We are here to help you get through this. Every member is in a unique situation and we will look at what makes the most sense for you. If you are facing job loss, pay disruption due to childcare challenges, or other loss of income and you’re worried about your ability to cover your loan costs and take care of yourself and your family, payment deferrals might be the right solution for you.
Are there fees for changing my payments?
No, fees associated with deferred mortgage payments have been waived at this time.
What does it mean to defer a mortgage or loan payment?
Payment deferrals (also known as skipping payments) can provide short term financial relief - allowing you to pay your debt later so that you can afford to pay for your essential needs now.
Deferring payments does not reduce your debt. You are still obligated to pay the amount of the skipped payment at a later date which is often accomplished by extending the remaining amortization or through a higher mortgage payment at renewal.
There are a number of things you’ll want to consider when looking at payment deferrals and our team is ready to help you understand your options. For instance, how many months you should defer (1 month up to 6 months) and whether you should defer your entire payment or keep paying the interest portion.
The first thing we’ll recommend, depending on your financial situation, is continuing to pay your interest costs and defer only the principal. This means it could take you longer to pay off your mortgage but you won’t accrue any extra interest costs.
If you do need to defer your entire payment (principal plus interest), it’s important to know that the unpaid interest is added to the principal balance of your loan. This means you will likely have a higher principal balance when you need to renew your loan. Also, though it may not be a substantial amount, future interest will accrue on this higher balance.
For loans, the loan may not be paid off at the end of the existing term and a renewal may be required.
Will it cost me more in the long term to defer my mortgage payments?
Not necessarily, but it can. It depends on a few things. For instance, as you’ll see above, if you defer your interest as well as your principal, while likely not substantial, you can accrue additional interest costs. Every member’s situation is different; your Interior Savings representative will work with you to help you understand your options and choose the one that will best serve you today and in the future.

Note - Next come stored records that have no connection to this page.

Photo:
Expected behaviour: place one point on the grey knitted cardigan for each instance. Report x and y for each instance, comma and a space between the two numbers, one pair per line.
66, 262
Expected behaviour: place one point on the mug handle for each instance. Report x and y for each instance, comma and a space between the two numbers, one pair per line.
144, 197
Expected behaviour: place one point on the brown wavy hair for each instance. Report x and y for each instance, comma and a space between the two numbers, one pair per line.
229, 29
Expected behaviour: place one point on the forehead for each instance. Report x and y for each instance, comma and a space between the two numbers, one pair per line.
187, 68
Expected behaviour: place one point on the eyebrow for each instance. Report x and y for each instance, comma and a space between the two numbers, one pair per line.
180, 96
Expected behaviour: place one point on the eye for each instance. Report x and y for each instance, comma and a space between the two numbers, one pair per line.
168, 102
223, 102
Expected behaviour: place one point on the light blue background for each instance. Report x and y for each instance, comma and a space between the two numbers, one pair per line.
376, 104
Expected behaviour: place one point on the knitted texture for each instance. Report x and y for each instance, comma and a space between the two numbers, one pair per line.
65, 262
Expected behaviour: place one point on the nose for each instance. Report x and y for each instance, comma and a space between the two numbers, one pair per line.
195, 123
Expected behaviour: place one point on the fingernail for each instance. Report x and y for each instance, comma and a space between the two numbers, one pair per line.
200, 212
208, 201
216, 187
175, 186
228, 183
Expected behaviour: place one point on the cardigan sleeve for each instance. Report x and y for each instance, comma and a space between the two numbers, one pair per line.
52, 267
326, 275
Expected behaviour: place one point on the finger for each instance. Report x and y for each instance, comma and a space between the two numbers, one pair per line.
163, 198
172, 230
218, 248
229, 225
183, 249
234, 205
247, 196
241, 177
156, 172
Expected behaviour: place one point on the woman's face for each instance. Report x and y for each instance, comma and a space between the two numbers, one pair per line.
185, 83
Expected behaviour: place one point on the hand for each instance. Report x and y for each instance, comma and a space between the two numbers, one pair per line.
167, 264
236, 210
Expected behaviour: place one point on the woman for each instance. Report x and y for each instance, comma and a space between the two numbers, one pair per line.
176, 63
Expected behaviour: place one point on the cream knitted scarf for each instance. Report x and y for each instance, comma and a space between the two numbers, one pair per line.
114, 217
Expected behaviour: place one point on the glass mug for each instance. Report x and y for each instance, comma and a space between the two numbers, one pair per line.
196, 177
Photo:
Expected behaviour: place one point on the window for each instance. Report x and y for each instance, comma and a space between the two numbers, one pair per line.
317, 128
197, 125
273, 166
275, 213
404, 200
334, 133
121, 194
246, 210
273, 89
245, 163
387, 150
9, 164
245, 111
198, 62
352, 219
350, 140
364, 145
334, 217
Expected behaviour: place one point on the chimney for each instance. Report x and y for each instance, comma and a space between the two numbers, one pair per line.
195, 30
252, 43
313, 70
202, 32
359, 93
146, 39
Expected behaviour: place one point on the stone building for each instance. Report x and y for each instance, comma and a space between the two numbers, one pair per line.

Is there help available for credit card payments?
Also, effective April 13th, our credit card partner, Collabria Financial, has added a temporary interest rate reduction to their financial relief bundle.
In addition to payment deferrals, cardholders facing financial hardship can receive a temporary interest rate reduction on purchases and cash advances to 10.9% for up to 6 months. This offer will be available to all qualified cardholders. The one exception is Centra Gold cardholders who will continue to be eligible for the Payment Deferral program, however are already in a low interest rate product.
Cardholders can apply for Collabria’s ‘Financial Relief Bundle’ in three-month increments, with an option to extend for another three months if they are still experiencing financial hardship due to the COVID-19 pandemic. To learn more and apply, contact Collabria at 1-855-341-4643.
Are there other options for financial relief?
Yes, depending on each member’s situation, there are a variety of ways we may be able to support our members. For instance, if you have mortgage secured by Genworth or CMHC insurance, we will also work with those partners to find solutions for you.